Mais je me demande bien ce qui peut bien m’attirer dans le fait de t’enlacer, toi qui n’est pas forcément quelqu’un que je connais bien. Est-ce pour le simple plaisir de partager une chaleur ? Ou parce qu’un geste tendre est souvent agréable ? Il y a peut-être un peu de ça, mais ce n’est sûrement pas l’essentiel. Serait-il possible que ce soit l’envie de trouver du réconfort dans une relation simple et sans risque ? Simple parce qu’elle n’engage pas forcément la parole qui trop souvent fait peur tant elle peut déraper, mentir, blesse contre notre gré.

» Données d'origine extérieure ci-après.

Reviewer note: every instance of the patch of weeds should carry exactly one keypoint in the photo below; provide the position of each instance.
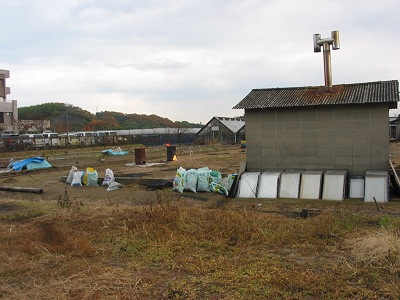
(65, 202)
(385, 221)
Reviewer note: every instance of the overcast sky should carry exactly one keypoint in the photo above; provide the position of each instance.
(188, 59)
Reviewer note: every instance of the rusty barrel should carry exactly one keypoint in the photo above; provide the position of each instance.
(140, 156)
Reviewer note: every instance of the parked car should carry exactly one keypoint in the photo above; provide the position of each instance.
(52, 139)
(85, 138)
(68, 140)
(33, 141)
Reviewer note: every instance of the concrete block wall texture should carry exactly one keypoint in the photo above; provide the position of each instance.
(351, 137)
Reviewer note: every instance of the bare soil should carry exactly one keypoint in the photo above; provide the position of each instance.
(148, 243)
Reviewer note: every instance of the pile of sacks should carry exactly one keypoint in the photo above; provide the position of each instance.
(90, 177)
(202, 180)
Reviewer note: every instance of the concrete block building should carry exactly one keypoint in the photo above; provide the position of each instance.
(341, 127)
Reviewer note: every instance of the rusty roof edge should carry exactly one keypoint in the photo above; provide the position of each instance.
(393, 85)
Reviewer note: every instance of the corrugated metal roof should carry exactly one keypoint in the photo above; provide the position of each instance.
(233, 124)
(151, 131)
(357, 93)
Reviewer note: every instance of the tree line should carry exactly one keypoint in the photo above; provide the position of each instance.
(72, 118)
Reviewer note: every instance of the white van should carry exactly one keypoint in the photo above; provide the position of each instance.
(85, 138)
(33, 141)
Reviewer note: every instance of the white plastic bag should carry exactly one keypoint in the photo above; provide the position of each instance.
(191, 180)
(203, 177)
(77, 179)
(108, 177)
(92, 178)
(71, 174)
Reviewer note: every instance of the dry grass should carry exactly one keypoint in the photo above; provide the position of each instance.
(378, 249)
(163, 245)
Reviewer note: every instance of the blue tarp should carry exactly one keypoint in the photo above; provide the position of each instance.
(29, 164)
(114, 152)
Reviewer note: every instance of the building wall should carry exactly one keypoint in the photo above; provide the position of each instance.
(351, 137)
(9, 111)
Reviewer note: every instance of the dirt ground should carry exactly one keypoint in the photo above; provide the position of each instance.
(135, 179)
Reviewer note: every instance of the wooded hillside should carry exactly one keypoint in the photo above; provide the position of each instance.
(79, 119)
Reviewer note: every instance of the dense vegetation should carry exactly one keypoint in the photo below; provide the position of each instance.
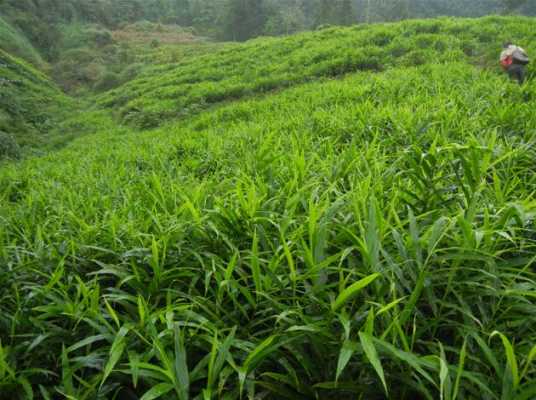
(368, 236)
(30, 104)
(232, 19)
(260, 66)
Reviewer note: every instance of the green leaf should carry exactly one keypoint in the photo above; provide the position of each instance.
(372, 355)
(182, 377)
(531, 357)
(459, 373)
(511, 361)
(116, 351)
(157, 391)
(352, 291)
(444, 376)
(347, 350)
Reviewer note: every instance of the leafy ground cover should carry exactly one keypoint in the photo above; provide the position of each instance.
(364, 237)
(30, 105)
(372, 236)
(15, 43)
(263, 65)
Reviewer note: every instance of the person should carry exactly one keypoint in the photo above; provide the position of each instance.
(513, 60)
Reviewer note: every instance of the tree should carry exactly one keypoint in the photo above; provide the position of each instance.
(244, 19)
(325, 15)
(345, 14)
(513, 5)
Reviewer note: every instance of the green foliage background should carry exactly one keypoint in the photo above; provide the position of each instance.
(337, 214)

Sans risque puisqu’elle n’est pas engagement, ni domination, ni même lien acteur-consommateur. "Nous sommes l’un-e contre l’autre, parce que nous en avions envie, je me sens bien, tu sais comme moi que ceci ne durera que quelques instants, qu’après nous reprendrons nos vies, réconforté-e-s."
Je crois que c’est de ça que j’ai envie parfois. Rien de bien extraordinaire me direz-vous... pourtant, par pudeur sûrement, je n’ose ce genre de comportement qu’avec certaines personnes. Il faut dire que j’ai du mal à me défaire des schémas classiques : une personne-une relation-des gestes. C’est simple, c’est pratique, je sais ce que j’ai à faire. Comme si j’avais quelque chose à faire, un rôle à tenir... Et pourtant c’est comme ça que tout est écrit à l’avance, comme dans une tragédie où les personnages sont voués à une impitoyable destinée qui ne demande son avis à personne. De même, mes relations suivent un schéma préfabriqué : je dois faire du sexe avec un-e amoureureuse, des câlins à ma famille, avoir quelques gestes tendres avec mes ami-e-s proches et éviter tout contact avec les autres. Voilà, tout est dit. Je n’ai plus qu’à appliquer soigneusement ces règles pour une vie affective garantie sans surprises, ni complications. À y réfléchir, je crois que ce dont j’ai envie c’est de me laisser un peu aller à mes désirs spontanés. Être tendre avec quelqu’un-e sans tenir compte de la relation que je "devrais" avoir avec ellui. Je crois maintenant que c’est à la liberté de me laisser aller à mes envies que j’aspire avant tout... découvrir une affection libre et d’autant plus réconfortante que je sais l’avoir choisie et créée.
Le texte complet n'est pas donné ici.